Big Waves in Hawaii Partly Attributed to Rising Sea Levels
HONOLULU — Towering waves on Hawaii’s south shores crashed into homes and businesses, spilled across highways and upended weddings over the weekend.
The large waves — some more than 20 feet (6 meters) high — came from a combination of a strong south swell that peaked Saturday evening, particularly high tides and rising sea levels associated with climate change, the National Weather Service said Monday.
Kailua Kona’s Saturday wedding was disrupted by large waves that flooded in, sending the tables and chairs flying towards guests.
Sara Ackerman was an author from Hawaii who attended the wedding and filmed them as the waves crashed ashore.
“It just was huge,” she said. ”I was filming it and then it just came over the wall and just completely annihilated all the tables and chairs.”
It happened five minutes prior to the scheduled start of the ceremony, she said.
“It wasn’t like a life-threatening situation by any means whatsoever,” she said. “It was just like, ‘Oh my gosh … what are we going to do? Where are we going to put the tables?’”
After the couple exchanged vows, she said that they continued with the ceremony.
“We had the ceremony and it was beautiful, having all the (sea) spray,” she said. “The ocean was really wild. So it was great for the photos.”
Chris Brenchley is the National Weather Service meteorologist responsible in Honolulu. He said that several factors contributed to the creation of such large waves.
“Waves over 12 or 15 feet (3.66 or 4.57 meters), those become extremely big and really rare to have,” he said. “It’s the largest it’s been in several decades.”
Brenchley said the swell was produced in the South Pacific, where it’s currently the winter season.
“They had a particularly strong winter storm where the winds were focused directly towards places like Samoa and then further on to the north into Hawaii,” he said.
According to him, remnants from Hurricane Darby passed southward but didn’t have any major impacts on the surf.
Brenchley stated that the climate is changing, but not in a single instance.
“The most direct type of impact that we can use with climate change is the sea level rises.
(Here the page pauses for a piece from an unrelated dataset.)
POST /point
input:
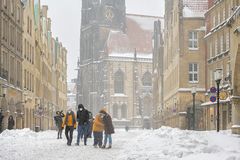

Any time you add just even small amounts of water, you raise that sea level just a little bit,” he said. “And now those impacts will be exacerbated whenever we have a large storm event or a … high, high tide.”
Large summer swells from the South are usually no more than 10ft (3m) in height, which could trigger high surf advisories.
“We had some waves that were reaching 20 feet (6 meters), 20 feet-plus even,” Brenchley said. “That’s getting on the level of historic.”
Hawaii’s north shores, where professional surfers often compete, usually get much larger waves than other parts of the islands. The north shores receive the most swell in winter while the south shores experience the summer swell.
The weekend was busy for rescue and lifeguard crews throughout the state.
On Saturday and Sunday, they conducted at most 1,960 rescues alone on Oahu.
Officials in Honolulu reported that a surfer sustained a serious injury to his back when it was lacerated.